University of Notre Dame, Notre Dame, IN, 46556, USA.
IBM Thomas J. Watson Research Center, Yorktown Heights, NY, 10598, USA.
Nat Commun. 2021 Jan 25;12(1):579. doi: 10.1038/s41467-020-20729-5.
Despite the pursuit of quantum advantages in various applications, the power of quantum computers in executing neural network has mostly remained unknown, primarily due to a missing tool that effectively designs a neural network suitable for quantum circuit. Here, we present a neural network and quantum circuit co-design framework, namely QuantumFlow, to address the issue. In QuantumFlow, we represent data as unitary matrices to exploit quantum power by encoding n = 2 inputs into k qubits and representing data as random variables to seamlessly connect layers without measurement.

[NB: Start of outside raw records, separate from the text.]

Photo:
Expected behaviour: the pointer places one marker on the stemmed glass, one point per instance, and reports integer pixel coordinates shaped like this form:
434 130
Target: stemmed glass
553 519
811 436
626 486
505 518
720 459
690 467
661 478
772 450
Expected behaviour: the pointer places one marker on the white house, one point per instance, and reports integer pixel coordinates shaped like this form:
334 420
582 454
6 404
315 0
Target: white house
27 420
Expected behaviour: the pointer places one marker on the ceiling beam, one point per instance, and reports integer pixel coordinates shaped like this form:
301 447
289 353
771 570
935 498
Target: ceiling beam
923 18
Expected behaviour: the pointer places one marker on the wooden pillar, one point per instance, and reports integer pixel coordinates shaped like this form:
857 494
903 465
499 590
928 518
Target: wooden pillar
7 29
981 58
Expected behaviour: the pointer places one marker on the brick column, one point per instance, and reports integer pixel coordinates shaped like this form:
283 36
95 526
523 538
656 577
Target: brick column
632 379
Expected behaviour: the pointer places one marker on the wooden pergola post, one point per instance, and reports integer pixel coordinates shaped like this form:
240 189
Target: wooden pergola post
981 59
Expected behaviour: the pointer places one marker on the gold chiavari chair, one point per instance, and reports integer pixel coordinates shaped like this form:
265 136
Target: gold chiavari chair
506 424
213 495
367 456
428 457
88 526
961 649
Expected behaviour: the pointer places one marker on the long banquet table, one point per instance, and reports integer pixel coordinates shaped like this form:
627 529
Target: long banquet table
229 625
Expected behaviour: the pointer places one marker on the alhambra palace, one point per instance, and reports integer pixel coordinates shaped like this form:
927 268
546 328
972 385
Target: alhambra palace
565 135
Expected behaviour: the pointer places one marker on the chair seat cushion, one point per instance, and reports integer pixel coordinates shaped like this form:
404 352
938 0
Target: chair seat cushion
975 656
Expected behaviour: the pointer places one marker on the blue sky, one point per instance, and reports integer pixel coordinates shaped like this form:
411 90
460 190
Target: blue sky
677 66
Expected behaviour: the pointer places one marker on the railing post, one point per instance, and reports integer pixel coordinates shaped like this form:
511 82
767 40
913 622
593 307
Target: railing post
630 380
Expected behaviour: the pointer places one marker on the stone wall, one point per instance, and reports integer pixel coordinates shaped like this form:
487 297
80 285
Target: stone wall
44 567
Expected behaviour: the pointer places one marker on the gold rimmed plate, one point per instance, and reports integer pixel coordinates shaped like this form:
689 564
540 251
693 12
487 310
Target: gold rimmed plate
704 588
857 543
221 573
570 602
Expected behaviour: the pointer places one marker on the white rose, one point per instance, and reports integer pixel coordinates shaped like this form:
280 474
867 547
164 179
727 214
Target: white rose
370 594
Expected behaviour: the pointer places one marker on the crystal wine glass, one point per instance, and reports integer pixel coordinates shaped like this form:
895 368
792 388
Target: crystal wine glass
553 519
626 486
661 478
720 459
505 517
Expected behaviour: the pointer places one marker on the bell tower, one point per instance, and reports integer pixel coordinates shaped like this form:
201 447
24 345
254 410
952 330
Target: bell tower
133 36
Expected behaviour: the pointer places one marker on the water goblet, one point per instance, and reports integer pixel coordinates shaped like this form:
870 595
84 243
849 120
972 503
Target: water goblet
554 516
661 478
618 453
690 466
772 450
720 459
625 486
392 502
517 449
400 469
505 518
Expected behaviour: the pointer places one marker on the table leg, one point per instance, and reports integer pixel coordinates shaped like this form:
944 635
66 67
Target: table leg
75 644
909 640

Coupled with a novel algorithm, the cost complexity of the unitary matrices-based neural computation can be reduced from O(n) in classical computing to O(polylog(n)) in quantum computing. Results show that on MNIST dataset, QuantumFlow can achieve an accuracy of 94.09% with a cost reduction of 10.85 × against the classical computer. All these results demonstrate the potential for QuantumFlow to achieve the quantum advantage.
尽管在各种应用中都追求量子优势,但由于缺少一种有效设计适合量子电路的神经网络的工具,量子计算机在执行神经网络方面的能力在很大程度上仍然未知。在这里,我们提出了一个神经网络和量子电路的联合设计框架,即 QuantumFlow,以解决这个问题。在 QuantumFlow 中,我们将数据表示为幺正矩阵,通过将 n = 2 的输入编码到 k 个量子位中,并将数据表示为随机变量,从而在不进行测量的情况下无缝连接层,以利用量子的能力。结合一种新的算法,基于幺正矩阵的神经网络计算的成本复杂度可以从经典计算中的 O(n)降低到量子计算中的 O(polylog(n))。结果表明,在 MNIST 数据集上,与经典计算机相比,QuantumFlow 可以实现 94.09%的准确率,成本降低了 10.85 倍。所有这些结果都表明了 QuantumFlow 实现量子优势的潜力。